A: Based on your photos, you are correct in that you do indeed have a witch’s chin deformity. The smiling view magnifies the redundancy of muscle and skin and pulls it down abnormally over a pointy bony chin. In the truest definition of a witch’s chin, it is a deformity that occurs after some form of bone chin manipulation. Your case is different in that this is a developmental/congenital problem and not an iatrogenic or surgically-caused one. In these non-surgical cases, the bony chin is also protrusive and that can be seen at rest in your profile view. So the actual anatomic proboem is one of ‘too much chin’ from all tissues involved.

Surgical correction is done from an incision underneath the chin, what is known as a submental approach and the overall procedure can be called a submental chin reduction. From below the chin bone is shaved down and excess muscle, fat and skin is removed. The chin is then reshaped by adapting the shortened soft tissues over the reduced bone. This is not a complex procedure but must be done carefully and all chin tissues musts be reduced and tightened. The trade-off is a scar under the chin. I have attached a patient example of the procedure for you to see the results and the scar.

Dr. Barry Eppley

Indianapolis Indiana

What Is The Cost Of Chin Shaving Surgery?

Q: My chin is too big and I need it reduced. What is the cost of chin shaving surgery?

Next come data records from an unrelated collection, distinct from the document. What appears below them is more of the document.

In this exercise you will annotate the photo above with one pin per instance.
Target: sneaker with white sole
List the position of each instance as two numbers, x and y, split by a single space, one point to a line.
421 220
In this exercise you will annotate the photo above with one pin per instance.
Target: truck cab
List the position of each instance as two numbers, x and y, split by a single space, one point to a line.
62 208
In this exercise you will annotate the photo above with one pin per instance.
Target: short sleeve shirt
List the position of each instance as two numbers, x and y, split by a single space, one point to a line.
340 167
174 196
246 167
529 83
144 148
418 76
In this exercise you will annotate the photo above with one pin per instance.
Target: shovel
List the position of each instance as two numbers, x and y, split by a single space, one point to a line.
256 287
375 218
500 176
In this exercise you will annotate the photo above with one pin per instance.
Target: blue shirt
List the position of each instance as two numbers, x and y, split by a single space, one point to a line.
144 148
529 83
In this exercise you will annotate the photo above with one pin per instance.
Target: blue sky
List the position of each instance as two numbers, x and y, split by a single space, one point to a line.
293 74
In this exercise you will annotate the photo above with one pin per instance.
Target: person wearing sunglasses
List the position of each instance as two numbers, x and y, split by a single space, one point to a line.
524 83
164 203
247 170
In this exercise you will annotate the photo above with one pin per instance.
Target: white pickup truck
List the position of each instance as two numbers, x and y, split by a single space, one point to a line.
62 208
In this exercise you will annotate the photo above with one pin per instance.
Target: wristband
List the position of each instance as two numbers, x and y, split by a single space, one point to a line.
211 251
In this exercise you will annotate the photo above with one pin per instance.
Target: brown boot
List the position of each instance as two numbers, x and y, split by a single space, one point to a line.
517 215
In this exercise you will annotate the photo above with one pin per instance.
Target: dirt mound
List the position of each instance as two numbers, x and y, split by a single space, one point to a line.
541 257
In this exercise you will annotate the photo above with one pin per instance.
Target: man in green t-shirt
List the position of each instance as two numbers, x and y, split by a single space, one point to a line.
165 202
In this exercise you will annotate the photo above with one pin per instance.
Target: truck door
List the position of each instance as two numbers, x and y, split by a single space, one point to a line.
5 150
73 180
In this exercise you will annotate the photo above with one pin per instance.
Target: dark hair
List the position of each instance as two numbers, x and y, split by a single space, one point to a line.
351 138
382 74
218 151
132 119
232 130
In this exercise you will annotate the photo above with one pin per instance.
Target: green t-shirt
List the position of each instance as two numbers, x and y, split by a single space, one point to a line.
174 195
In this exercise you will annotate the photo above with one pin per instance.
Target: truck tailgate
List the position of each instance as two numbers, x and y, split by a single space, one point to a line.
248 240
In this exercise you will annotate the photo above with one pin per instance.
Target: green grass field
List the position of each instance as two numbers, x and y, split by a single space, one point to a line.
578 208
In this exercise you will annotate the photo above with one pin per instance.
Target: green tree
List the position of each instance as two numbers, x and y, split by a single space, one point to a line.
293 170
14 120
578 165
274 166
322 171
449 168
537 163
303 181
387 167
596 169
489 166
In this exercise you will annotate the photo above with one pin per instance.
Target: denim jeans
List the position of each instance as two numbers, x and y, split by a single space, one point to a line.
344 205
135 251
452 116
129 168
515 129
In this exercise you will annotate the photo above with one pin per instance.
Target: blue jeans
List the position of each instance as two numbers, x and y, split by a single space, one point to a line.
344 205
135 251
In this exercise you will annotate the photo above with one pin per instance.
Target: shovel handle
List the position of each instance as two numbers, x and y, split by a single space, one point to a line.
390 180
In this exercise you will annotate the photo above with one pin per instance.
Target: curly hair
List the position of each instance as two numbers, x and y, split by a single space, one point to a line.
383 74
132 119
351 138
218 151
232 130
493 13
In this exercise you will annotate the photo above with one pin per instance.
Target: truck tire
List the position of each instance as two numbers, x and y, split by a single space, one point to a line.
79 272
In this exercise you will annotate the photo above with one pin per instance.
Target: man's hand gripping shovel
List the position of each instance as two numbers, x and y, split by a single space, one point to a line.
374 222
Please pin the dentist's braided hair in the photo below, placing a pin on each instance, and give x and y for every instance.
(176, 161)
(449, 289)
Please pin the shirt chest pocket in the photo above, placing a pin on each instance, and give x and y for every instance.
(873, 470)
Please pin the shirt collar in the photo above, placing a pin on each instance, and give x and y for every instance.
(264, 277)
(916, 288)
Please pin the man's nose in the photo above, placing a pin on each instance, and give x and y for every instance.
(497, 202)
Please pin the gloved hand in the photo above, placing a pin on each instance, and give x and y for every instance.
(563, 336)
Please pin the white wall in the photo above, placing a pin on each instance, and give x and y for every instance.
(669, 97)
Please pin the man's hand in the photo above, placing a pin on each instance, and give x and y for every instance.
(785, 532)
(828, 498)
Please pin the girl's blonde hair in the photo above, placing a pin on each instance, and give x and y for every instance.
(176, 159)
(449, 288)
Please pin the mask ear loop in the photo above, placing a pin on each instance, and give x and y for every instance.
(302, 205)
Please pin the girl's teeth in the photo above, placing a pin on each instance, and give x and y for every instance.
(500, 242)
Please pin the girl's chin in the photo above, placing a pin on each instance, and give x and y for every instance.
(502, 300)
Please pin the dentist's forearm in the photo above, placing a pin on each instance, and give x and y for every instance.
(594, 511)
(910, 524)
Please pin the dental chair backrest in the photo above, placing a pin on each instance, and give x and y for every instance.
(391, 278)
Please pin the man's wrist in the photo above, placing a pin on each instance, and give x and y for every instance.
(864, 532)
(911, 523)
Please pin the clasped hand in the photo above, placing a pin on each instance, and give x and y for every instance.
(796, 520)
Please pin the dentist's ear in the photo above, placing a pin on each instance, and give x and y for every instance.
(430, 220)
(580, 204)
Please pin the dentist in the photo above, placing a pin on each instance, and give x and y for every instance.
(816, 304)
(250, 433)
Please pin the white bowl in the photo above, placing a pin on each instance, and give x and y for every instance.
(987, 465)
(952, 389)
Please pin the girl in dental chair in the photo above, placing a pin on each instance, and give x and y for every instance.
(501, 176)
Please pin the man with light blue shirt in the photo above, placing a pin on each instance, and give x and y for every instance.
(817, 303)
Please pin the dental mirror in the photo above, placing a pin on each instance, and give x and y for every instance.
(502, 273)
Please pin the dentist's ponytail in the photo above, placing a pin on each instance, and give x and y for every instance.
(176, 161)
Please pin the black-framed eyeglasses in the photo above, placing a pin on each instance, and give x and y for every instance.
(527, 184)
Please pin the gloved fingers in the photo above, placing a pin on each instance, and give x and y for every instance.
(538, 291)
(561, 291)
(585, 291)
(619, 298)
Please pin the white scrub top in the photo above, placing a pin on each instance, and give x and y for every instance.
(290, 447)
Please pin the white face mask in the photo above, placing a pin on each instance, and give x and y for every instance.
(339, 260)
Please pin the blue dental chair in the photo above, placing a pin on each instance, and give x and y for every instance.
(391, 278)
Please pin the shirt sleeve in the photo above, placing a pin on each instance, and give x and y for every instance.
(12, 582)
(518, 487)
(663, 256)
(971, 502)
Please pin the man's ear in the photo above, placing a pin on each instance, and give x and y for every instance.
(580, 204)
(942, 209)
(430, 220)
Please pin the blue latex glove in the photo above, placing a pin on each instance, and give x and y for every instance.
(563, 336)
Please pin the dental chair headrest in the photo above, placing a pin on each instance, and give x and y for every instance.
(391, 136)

A: Thank you for your inquiry. When one mentions ‘chin shaving’, they may really need a submentoplasty with chin burring reduction or they may really need a chin reduction via an osteotomy. It depends on their chin problem as the approach for chin reduction can differ based on the size and shape of their chin bone and the surrounding chin and submental soft tissues. Each method of chin reduction also differs in cost. Therefore, before providing a surgical fee quote please forward to me some photographs of your chin and what specific dimensional changes you want to see.